Auditors are focusing on compliance with certain provisions of the HIPAA security rule that correlate with preventing ransomware and other hacking incidents that follow major health data breach trends, he said. From 2020 through 2024, hacking incidents have increased 30% and ransomware attacks rose 45% in major health data breaches reported to the agency, Noonan said.
In 2024, 81% of major breaches affecting 500 or more individuals reported to HHS OCR involved hacking, he said.
Noonan did not elaborate on which provisions of the HIPAA security rule are being examined, nor did he describe how the organizations are being chosen for audits.

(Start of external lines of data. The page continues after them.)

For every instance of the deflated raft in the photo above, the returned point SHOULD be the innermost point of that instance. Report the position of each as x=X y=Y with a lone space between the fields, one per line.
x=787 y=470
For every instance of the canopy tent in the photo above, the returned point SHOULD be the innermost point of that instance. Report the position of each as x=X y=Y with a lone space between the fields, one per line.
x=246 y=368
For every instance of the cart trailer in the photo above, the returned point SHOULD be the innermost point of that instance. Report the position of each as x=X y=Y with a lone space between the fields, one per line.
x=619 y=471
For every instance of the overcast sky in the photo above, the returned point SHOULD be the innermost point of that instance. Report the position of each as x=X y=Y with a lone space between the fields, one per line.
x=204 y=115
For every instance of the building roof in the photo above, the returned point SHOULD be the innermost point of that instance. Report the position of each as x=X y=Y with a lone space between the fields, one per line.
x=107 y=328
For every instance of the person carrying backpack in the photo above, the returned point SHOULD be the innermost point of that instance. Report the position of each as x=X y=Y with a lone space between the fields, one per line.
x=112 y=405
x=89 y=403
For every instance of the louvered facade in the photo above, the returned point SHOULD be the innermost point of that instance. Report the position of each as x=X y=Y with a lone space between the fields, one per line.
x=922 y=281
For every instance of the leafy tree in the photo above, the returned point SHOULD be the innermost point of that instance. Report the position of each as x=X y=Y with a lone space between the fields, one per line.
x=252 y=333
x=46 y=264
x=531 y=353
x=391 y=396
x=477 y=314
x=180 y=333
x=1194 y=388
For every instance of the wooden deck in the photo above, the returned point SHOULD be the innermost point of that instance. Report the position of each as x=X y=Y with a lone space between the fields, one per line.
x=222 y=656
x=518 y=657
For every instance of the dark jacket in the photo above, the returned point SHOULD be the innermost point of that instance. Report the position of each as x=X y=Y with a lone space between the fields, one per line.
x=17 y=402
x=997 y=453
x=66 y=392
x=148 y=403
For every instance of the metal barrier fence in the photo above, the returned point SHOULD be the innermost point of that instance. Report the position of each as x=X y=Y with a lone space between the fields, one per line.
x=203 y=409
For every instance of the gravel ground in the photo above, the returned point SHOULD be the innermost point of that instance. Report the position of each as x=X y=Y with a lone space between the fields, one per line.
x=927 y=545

HHS OCR did not immediately respond to Information Security Media Group’s request for additional details about the compliance audits, including timeline and the specific HIPAA security rule provisions being examined.
HHS OCR last year said it planned to resurrect the audits, which were mandated under the HITECH Act of 2009 but were last conducted in 2016-2017 (see: How HHS OCR is Boosting HIPAA Enforcement: Here Come Audits).
HHS in February 2024 published in the Federal Register a notice saying that OCR would conduct a survey of HIPAA-regulated organizations that were subjects of the 2016-2017 compliance audits in order to better assess the effectiveness of the program and where improvements should be made (see: They’re Back: HHS OCR Plans to Resurrect Random HIPAA Audits).
Back in November, the HHS Office of Inspector General issued a report recommending that HHS OCR resume its dormant HIPAA audit program and also document and implement standards and guidance for ensuring that deficiencies identified during HIPAA audits are corrected in a timely manner (see: Watchdog Report: HHS OCR Should Beef Up HIPAA Audit Program).
At that time, HHS OCR issued a response to the HHS OIG report saying that stretched resources at the agency were a factor in not relaunching the audit program sooner. “HHS OCR has had nearly flat appropriations for 20 years, even with OCR’s continued requests for additional appropriations and resources, which has resulted in unsustainable workloads,” the agency wrote.
HHS OCR on a webpage about the 2024-2025 audits said the new batch of audits will give the agency “an opportunity to examine mechanisms for compliance, identify promising practices for protecting the privacy and security of health information, and discover risks and vulnerabilities that may not have been revealed by OCR’s enforcement activities.”
HHS OCR will publish an industry report summarizing its findings after the 2024-2025 HIPAA audits are completed.
After HHS OCR completed its 2016-2017 audits – which reviewed the compliance of 166 covered firms and 41 business associates – it took the agency until December 2020 to finally issue a report on its findings (see: At Last, Results of HIPAA Compliance Audit Program Revealed).
The findings from those audits – which included the failure of many organizations to conduct a security risk analysis and the failure to give patients access to their records – are still relevant weaknesses spotlighted by HHS OCR in its HIPAA breach and complaint investigations.
HIPAA Security Rule Update
As for other regulatory work underway at HHS OCR, Noonan said the agency is beginning to read the 4,745 public comments it received on its proposed update to the HIPAA security rule, which was published on Jan. 6 in the final days of the Biden administration (see: What’s in HHS’ Proposed HIPAA Security Rule Overhaul).
HHS OCR collected public comment through March 7. “We read every single comment – and will organize the comments by category … to try to get a sense of the public response to the proposals,” he said.
Once those comments are reviewed, “we will work within HHS on what future actions we might take.”
The HIPAA security rule, which was first finalized in 2003, has not had a major update since then, aside from some changes in 2012 related to the HITECH Act which made business associates directly liable for HIPAA compliance.